To the point: Rollins knows that God wants us to love one another, but he does not know who this God is or what he is like. But how can he know the former if he does not know the latter?
Rollins’ professed dismissal of revelation raises a final question: Why is he returning in January to speak at Calvin College’s Symposium on Worship? Rollins may be a provocative dialogue partner about the shape of belief in a postmodern world, but in what sense is he a Christian contributor to the conversation? If worship is our response to what God has said and done, then what can we learn about worship from someone who claims to not know what God has said and done?

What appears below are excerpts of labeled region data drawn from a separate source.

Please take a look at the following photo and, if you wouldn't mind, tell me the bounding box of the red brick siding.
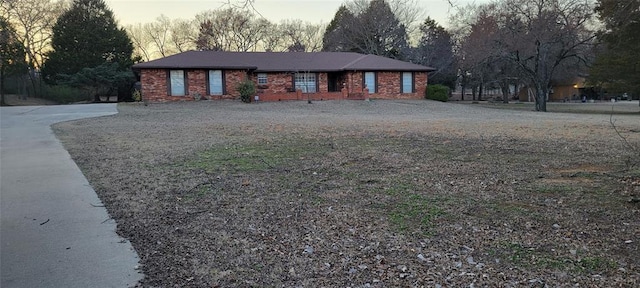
[140,69,169,102]
[371,72,427,99]
[187,70,208,98]
[345,71,364,93]
[223,70,247,98]
[140,69,427,102]
[318,73,329,93]
[253,73,293,94]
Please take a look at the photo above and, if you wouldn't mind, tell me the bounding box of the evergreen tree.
[323,0,409,60]
[0,16,27,106]
[411,17,457,89]
[42,0,133,84]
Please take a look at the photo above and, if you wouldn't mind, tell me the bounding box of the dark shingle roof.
[133,51,434,72]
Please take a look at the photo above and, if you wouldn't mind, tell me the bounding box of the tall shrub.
[425,84,449,102]
[236,80,256,103]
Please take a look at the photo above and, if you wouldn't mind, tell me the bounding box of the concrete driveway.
[0,104,142,288]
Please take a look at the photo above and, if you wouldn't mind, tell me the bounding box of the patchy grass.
[55,101,640,287]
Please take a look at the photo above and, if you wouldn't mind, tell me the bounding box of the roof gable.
[133,51,435,72]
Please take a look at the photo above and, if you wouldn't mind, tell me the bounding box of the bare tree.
[0,0,65,94]
[143,14,174,57]
[499,0,595,111]
[278,20,325,52]
[170,19,198,52]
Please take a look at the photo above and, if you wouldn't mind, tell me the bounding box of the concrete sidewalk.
[0,104,142,288]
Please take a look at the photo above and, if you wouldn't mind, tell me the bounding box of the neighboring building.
[133,51,434,102]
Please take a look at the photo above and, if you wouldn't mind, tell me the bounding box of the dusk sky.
[105,0,487,26]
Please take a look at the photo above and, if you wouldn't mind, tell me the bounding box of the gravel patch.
[54,100,640,287]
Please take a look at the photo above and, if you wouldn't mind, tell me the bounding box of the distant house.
[133,51,434,102]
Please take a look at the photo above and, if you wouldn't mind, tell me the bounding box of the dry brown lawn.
[54,101,640,287]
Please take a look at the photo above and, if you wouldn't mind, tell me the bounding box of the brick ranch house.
[133,51,434,102]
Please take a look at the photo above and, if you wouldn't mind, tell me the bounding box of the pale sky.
[105,0,478,26]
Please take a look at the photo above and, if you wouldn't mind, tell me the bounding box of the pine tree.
[589,0,640,100]
[0,16,27,106]
[42,0,133,84]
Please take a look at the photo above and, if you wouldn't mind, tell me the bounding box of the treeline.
[0,0,640,111]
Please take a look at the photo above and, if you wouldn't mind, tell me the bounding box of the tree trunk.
[0,68,7,106]
[536,84,549,112]
[500,79,510,104]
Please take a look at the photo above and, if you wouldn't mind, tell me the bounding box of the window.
[258,73,268,85]
[402,72,415,93]
[209,70,224,95]
[169,70,187,96]
[364,72,377,93]
[294,73,318,93]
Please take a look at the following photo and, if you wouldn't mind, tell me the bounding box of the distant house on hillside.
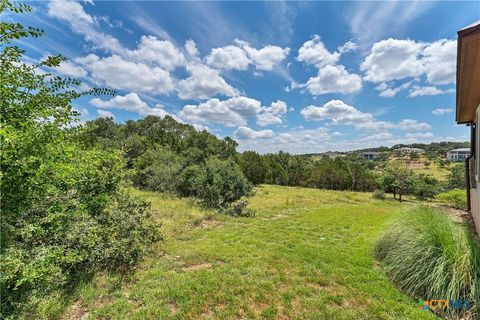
[360,151,383,160]
[456,20,480,234]
[394,147,425,154]
[319,151,345,159]
[447,148,470,161]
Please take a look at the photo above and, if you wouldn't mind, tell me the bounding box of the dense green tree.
[0,1,159,319]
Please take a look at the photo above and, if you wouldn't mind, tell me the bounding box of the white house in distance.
[456,20,480,234]
[447,148,470,161]
[394,147,425,154]
[361,151,383,160]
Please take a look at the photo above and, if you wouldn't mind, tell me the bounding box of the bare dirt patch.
[61,301,88,320]
[183,262,212,271]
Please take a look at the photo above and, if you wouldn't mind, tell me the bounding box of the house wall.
[470,105,480,235]
[470,187,480,235]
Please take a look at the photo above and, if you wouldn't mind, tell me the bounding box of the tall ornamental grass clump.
[374,207,480,319]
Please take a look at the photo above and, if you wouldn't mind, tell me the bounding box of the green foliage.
[133,145,184,192]
[372,189,385,200]
[0,1,159,318]
[181,157,252,210]
[240,151,268,184]
[379,166,415,202]
[375,207,480,318]
[446,163,466,189]
[435,189,467,210]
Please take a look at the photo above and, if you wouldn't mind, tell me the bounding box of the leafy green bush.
[0,144,159,315]
[179,157,253,210]
[0,1,159,319]
[133,145,183,192]
[372,189,385,200]
[435,189,467,209]
[374,207,480,318]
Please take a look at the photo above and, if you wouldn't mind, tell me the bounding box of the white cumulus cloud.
[233,127,275,139]
[75,54,174,94]
[90,92,168,117]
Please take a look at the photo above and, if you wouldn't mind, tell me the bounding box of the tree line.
[0,0,461,318]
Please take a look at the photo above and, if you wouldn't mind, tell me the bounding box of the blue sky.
[14,1,480,153]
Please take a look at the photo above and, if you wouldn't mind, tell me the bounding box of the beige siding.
[470,188,480,235]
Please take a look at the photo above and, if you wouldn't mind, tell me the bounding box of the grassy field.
[58,186,435,319]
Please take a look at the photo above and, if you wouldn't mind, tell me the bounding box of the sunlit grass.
[57,186,434,319]
[375,207,480,319]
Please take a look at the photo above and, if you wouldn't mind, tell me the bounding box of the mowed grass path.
[69,186,435,319]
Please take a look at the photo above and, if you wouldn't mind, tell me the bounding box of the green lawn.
[64,186,435,319]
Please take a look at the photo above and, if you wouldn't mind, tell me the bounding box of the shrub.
[435,189,467,209]
[226,200,255,217]
[374,207,480,317]
[133,145,183,192]
[372,190,385,200]
[179,157,253,210]
[0,144,159,316]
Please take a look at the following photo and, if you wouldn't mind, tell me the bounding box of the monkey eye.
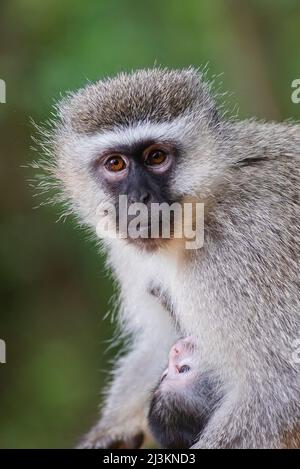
[105,155,126,173]
[145,150,167,166]
[178,365,191,373]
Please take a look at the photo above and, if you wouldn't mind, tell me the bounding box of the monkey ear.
[109,433,144,449]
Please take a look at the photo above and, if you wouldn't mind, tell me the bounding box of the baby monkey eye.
[145,150,167,166]
[178,365,191,373]
[105,155,126,173]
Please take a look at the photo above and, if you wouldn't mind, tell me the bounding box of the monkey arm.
[79,292,174,448]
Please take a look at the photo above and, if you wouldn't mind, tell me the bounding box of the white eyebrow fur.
[67,117,200,163]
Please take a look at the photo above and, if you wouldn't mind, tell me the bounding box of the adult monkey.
[37,69,300,448]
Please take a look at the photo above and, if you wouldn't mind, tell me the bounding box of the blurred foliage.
[0,0,300,448]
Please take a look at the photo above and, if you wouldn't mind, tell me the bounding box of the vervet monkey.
[41,69,300,448]
[148,337,222,448]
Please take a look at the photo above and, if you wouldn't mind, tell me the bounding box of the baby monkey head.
[47,69,220,249]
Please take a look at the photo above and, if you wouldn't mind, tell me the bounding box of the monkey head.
[148,337,220,448]
[44,69,222,249]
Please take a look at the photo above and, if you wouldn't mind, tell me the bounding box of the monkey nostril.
[140,192,151,204]
[178,365,191,373]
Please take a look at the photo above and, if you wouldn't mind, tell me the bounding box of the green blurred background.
[0,0,300,448]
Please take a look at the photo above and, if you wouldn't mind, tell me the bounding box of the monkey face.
[93,140,179,249]
[51,69,222,249]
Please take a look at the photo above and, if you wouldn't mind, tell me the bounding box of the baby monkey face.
[160,336,196,392]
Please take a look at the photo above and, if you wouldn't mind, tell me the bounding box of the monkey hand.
[77,424,144,449]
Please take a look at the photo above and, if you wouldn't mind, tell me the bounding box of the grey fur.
[38,69,300,448]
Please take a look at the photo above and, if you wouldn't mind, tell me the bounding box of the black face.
[94,140,179,249]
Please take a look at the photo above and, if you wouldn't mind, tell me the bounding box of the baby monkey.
[148,336,222,449]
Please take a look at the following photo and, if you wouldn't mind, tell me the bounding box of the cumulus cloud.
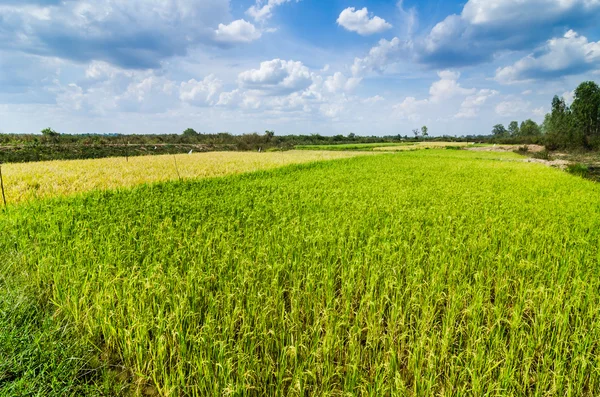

Rollins is right to emphasize our need to serve others, but he is wrong to suggest that ambivalence about the historic doctrines of the faith will help us get there. As demonstrated in last week’s Kent County Congregations Study (Grand Rapids Press, Nov. 9, 2008), Christians in West Michigan find that their belief in the gospel of Jesus Christ supplies the resources and motivation to love their neighbors. These Christians never stop serving because they never stop loving, and they never stop loving because they never stop believing.